I agree that China may misallocate resources due to the CCP, and that repression is the norm there. They have had central government and civil service for thousands of years, with some epochs defined by warlords etc.

Of course, the USA just allocated $3 trillion to Iraqistan, so who else misallocates resources?

My rough guess is that China keeps consumer spending so low, it has many extra hundreds of billions to solve all problems, and that they will go green in coming decades, perhaps following the lead of S. Korea.

In general, I see the world becoming more prosperous and greener in coming decades.

Wednesday, 22 June, 2011  
Blogger neil craig said...

Lead is also almost the only environmental problem which has been solved. Many others dieappeared or turned out not to be so but solved - no. It was solved using the free market to push up the price of leaded petrol. No other enforcement needed - people had the choice and they chose the cheaper option.
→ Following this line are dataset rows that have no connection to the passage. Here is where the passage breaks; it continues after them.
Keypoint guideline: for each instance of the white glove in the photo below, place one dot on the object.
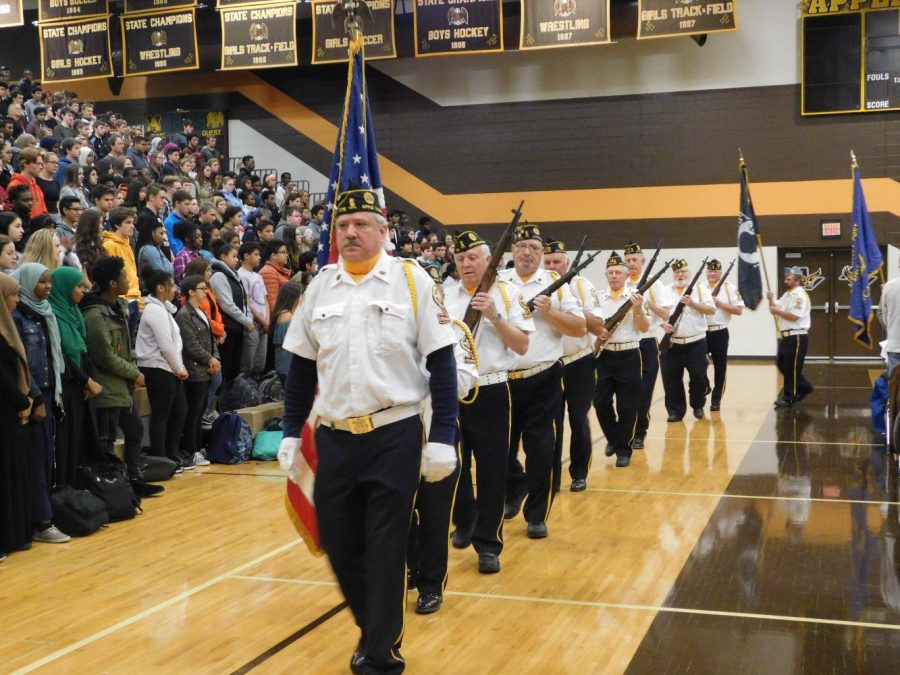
(438, 461)
(287, 455)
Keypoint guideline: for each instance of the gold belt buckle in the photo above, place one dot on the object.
(360, 425)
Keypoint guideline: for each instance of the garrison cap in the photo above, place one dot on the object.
(614, 261)
(554, 246)
(465, 241)
(527, 231)
(356, 200)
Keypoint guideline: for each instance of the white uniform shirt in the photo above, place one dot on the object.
(367, 339)
(587, 297)
(493, 355)
(796, 301)
(626, 331)
(728, 293)
(692, 322)
(545, 344)
(657, 294)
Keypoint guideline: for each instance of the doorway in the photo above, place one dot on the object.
(831, 333)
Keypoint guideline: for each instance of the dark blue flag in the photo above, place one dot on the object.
(355, 156)
(749, 270)
(865, 267)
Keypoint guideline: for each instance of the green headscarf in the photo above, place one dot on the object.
(72, 330)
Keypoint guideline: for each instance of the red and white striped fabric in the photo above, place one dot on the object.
(299, 502)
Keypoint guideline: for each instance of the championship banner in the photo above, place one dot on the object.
(458, 27)
(75, 51)
(11, 13)
(330, 43)
(668, 18)
(57, 10)
(143, 6)
(160, 43)
(547, 24)
(259, 36)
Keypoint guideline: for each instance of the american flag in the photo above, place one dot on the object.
(355, 156)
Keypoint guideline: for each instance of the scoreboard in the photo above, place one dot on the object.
(851, 62)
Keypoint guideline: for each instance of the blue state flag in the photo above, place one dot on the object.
(865, 267)
(355, 161)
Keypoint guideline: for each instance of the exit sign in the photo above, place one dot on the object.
(831, 229)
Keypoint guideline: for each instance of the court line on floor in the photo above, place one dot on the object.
(717, 495)
(618, 605)
(290, 639)
(99, 635)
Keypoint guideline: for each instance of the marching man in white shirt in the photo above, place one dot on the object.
(484, 413)
(792, 317)
(729, 303)
(536, 382)
(619, 364)
(578, 374)
(365, 326)
(688, 349)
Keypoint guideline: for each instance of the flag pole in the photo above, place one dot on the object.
(762, 257)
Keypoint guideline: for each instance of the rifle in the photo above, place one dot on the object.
(722, 280)
(649, 266)
(613, 322)
(574, 269)
(473, 316)
(675, 317)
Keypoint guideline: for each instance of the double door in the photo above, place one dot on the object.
(831, 332)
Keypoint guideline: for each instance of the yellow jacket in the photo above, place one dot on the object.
(117, 245)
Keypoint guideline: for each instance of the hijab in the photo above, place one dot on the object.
(72, 330)
(27, 275)
(10, 335)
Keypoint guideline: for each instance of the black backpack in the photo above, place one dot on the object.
(78, 513)
(110, 483)
(270, 388)
(241, 393)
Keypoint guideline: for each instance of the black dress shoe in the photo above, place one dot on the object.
(537, 530)
(428, 603)
(511, 509)
(358, 660)
(462, 536)
(488, 563)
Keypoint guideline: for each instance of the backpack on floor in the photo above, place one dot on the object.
(243, 392)
(78, 513)
(231, 440)
(110, 483)
(158, 469)
(270, 388)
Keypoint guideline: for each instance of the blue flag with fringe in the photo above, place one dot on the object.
(865, 267)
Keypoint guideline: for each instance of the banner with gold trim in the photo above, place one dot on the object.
(330, 42)
(78, 50)
(160, 43)
(547, 24)
(259, 36)
(451, 27)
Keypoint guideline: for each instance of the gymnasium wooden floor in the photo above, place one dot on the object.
(753, 541)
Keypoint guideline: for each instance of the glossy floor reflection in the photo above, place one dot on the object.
(808, 527)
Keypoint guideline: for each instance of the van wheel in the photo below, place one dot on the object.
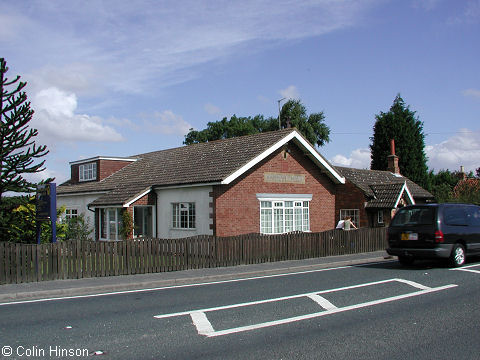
(406, 260)
(457, 258)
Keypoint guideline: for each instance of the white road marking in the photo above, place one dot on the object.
(123, 292)
(204, 327)
(467, 269)
(327, 305)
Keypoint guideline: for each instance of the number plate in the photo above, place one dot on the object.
(409, 236)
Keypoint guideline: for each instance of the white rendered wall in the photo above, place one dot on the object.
(80, 203)
(199, 195)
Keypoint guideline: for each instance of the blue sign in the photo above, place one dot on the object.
(46, 206)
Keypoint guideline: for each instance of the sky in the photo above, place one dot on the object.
(120, 78)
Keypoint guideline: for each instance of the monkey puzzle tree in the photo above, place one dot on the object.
(18, 152)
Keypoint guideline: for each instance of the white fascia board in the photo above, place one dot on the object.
(101, 158)
(82, 193)
(127, 204)
(279, 144)
(181, 186)
(291, 197)
(320, 159)
(404, 189)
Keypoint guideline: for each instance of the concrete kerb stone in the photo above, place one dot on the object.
(75, 288)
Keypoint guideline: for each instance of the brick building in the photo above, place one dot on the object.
(371, 197)
(269, 183)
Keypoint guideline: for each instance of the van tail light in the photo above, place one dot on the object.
(439, 236)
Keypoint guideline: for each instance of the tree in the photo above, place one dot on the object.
(311, 126)
(400, 124)
(18, 151)
(467, 191)
(293, 113)
(441, 185)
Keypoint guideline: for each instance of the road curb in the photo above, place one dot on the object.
(105, 289)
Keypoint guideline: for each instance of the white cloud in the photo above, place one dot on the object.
(462, 149)
(475, 93)
(469, 15)
(56, 120)
(167, 123)
(290, 92)
(134, 46)
(359, 159)
(212, 109)
(427, 5)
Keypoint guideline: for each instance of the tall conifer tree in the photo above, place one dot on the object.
(19, 154)
(400, 124)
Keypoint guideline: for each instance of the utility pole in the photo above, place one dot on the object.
(279, 114)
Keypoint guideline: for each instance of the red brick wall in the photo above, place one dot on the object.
(351, 197)
(105, 168)
(237, 209)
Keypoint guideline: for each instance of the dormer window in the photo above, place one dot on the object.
(88, 172)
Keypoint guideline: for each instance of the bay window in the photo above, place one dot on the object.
(282, 213)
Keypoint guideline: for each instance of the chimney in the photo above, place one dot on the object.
(392, 159)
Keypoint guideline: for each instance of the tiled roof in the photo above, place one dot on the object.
(209, 162)
(364, 179)
(386, 195)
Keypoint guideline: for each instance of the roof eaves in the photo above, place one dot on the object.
(404, 189)
(333, 174)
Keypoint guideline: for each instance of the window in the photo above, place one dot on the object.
(281, 216)
(142, 220)
(71, 213)
(183, 215)
(87, 172)
(354, 214)
(110, 223)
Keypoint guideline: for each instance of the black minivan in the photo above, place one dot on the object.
(435, 231)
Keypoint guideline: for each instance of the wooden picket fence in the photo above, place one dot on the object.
(20, 263)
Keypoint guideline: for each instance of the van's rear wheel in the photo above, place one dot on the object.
(406, 260)
(457, 258)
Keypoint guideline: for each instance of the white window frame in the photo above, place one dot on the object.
(380, 216)
(71, 213)
(135, 209)
(282, 213)
(115, 221)
(87, 172)
(187, 211)
(353, 213)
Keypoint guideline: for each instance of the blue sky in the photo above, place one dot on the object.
(119, 78)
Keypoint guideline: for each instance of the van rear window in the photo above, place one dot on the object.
(414, 216)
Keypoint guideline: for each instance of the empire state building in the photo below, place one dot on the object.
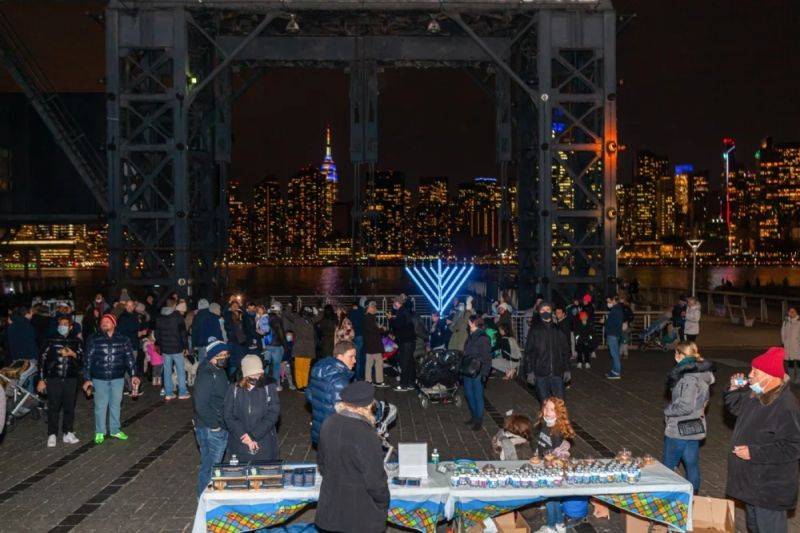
(328, 169)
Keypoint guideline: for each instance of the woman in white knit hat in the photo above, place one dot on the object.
(252, 410)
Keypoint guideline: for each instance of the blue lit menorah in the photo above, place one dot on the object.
(439, 284)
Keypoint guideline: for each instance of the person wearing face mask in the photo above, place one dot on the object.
(547, 356)
(210, 389)
(108, 356)
(60, 364)
(478, 360)
(765, 445)
(685, 421)
(354, 496)
(252, 410)
(613, 327)
(790, 337)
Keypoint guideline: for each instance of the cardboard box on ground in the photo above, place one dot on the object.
(709, 515)
(505, 523)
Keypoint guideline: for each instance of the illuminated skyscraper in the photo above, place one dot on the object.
(240, 243)
(433, 227)
(624, 218)
(476, 213)
(665, 207)
(779, 173)
(328, 168)
(642, 202)
(682, 199)
(269, 221)
(644, 210)
(699, 197)
(386, 216)
(305, 211)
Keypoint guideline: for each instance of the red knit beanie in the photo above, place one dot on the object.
(770, 362)
(112, 318)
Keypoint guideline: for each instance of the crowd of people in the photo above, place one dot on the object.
(237, 357)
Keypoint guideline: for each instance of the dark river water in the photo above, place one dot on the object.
(260, 282)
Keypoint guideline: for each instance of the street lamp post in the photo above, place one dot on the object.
(694, 244)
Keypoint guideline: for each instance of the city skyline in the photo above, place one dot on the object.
(670, 95)
(661, 205)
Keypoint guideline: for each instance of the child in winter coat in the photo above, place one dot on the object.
(551, 436)
(154, 358)
(585, 341)
(513, 442)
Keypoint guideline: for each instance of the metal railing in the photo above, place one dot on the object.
(765, 308)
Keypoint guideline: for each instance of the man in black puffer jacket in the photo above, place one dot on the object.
(547, 354)
(402, 326)
(354, 497)
(108, 356)
(60, 364)
(171, 338)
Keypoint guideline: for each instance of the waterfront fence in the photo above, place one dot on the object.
(740, 307)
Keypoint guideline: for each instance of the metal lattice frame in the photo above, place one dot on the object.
(168, 148)
(169, 82)
(567, 144)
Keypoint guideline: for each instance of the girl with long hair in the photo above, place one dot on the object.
(551, 436)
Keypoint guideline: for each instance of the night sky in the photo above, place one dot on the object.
(692, 73)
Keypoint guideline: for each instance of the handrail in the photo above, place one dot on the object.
(765, 308)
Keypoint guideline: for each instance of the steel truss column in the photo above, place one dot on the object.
(162, 173)
(363, 146)
(576, 127)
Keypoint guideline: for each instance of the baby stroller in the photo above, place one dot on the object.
(438, 377)
(652, 337)
(20, 401)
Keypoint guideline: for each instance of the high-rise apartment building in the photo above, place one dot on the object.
(305, 211)
(665, 207)
(477, 207)
(432, 222)
(269, 221)
(328, 168)
(386, 216)
(240, 243)
(779, 174)
(699, 213)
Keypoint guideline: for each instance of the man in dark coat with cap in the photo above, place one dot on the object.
(210, 389)
(765, 446)
(354, 496)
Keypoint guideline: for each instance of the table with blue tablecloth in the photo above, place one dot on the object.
(661, 495)
(414, 507)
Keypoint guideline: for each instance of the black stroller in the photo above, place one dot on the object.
(438, 378)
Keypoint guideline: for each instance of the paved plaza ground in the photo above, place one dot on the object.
(147, 483)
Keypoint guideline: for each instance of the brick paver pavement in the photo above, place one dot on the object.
(147, 483)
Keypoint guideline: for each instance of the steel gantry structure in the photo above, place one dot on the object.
(170, 92)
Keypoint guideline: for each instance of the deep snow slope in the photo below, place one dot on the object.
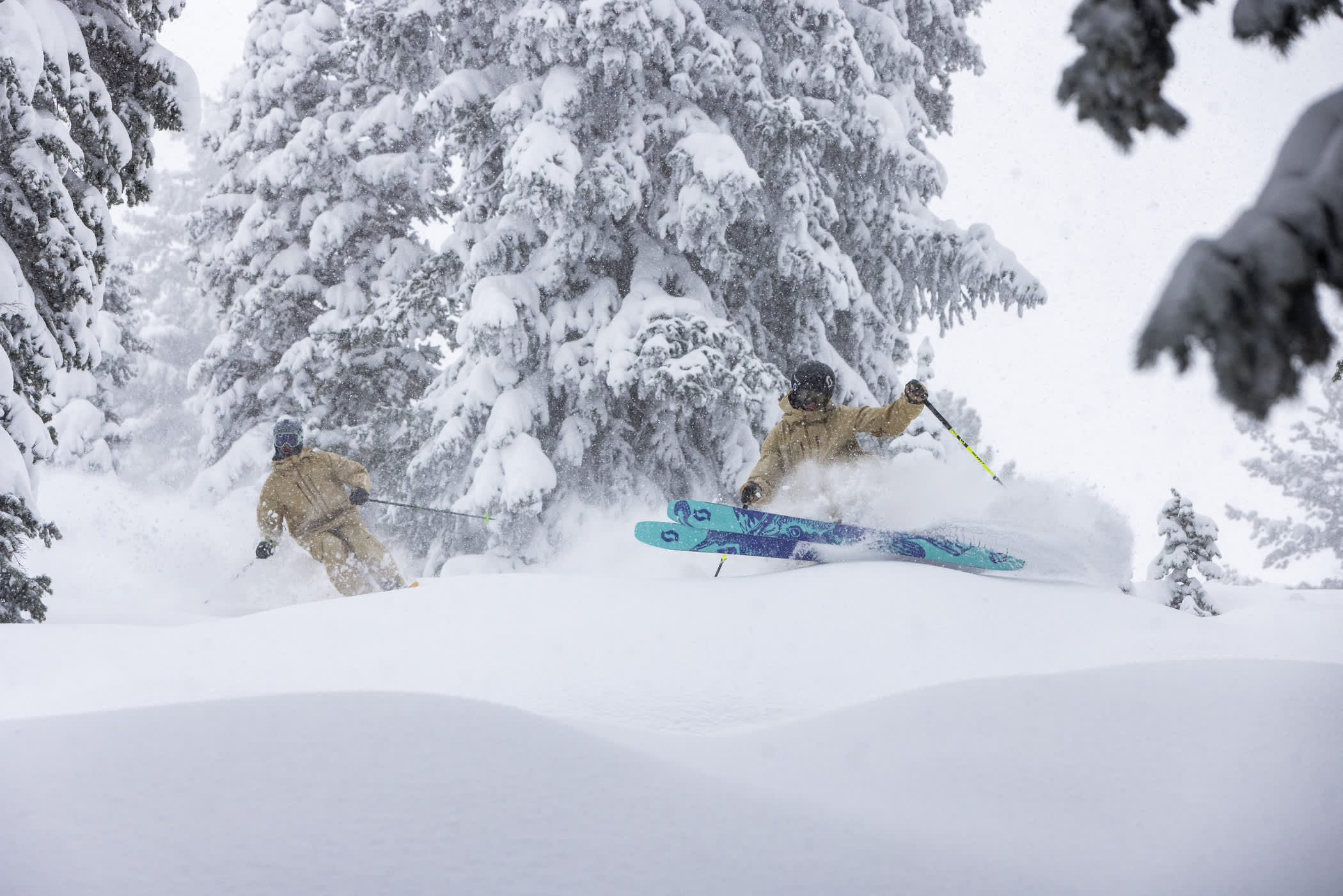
(691, 654)
(400, 794)
(622, 721)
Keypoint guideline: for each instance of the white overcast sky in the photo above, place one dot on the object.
(1057, 387)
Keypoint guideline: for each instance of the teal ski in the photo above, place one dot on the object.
(723, 519)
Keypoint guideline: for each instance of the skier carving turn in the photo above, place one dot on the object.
(815, 429)
(306, 493)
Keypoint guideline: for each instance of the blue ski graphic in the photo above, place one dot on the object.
(675, 537)
(720, 517)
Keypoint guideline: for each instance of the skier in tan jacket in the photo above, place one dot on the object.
(815, 429)
(306, 493)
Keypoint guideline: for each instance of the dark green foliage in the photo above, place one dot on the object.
(22, 594)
One might almost think that the Greens didn't actually want to have problems solved, as it would deprive them of publicity and subsidies.

Wednesday, 22 June, 2011  
Blogger LeighG said...

Lead contamination to soils and homes has most certainly NOT been solved yet. Yes - the lead burden of children and adults in the US is much less than even 15 years ago; but that doesn't mean the levels are safe. CDC and EPA agree that there is no safe level for lead exposure and studies show that MOST of the PERMANENT IQ loss for kids happens from blood lead levels levels lower than 10 micrograms/deciliter (which is the current recommended EPA/CDC action threshold.) CDC/EPA has lowered the action threshold 3 times before... and it has been at 10 micrograms per deciliter since 1991. Probably will be moved to 2.0 micrograms per deciliter in the near future as scientific and medical opinion gels.

Lead levels in contaminated soils only reduce by 0.5-1.5% per year (depends on rainfall carrying dissolved lead to deeper soil profiles.) We will be dealing with the environmental fallout from our historical use of lead for some time yet.

It isn't yet time to declare the lead problem solved in the US.

Friday, 24 June, 2011  
Blogger al fin said...

The fact that the US is constantly lowering toxic thresholds is irrelevant to the problem in China -- which is the subject at hand.

China is so far behind the US in terms of environmental toxicity enforcement that it is absurd to even compare the two countries, other than to illustrate the problems which China will eventually be forced to face.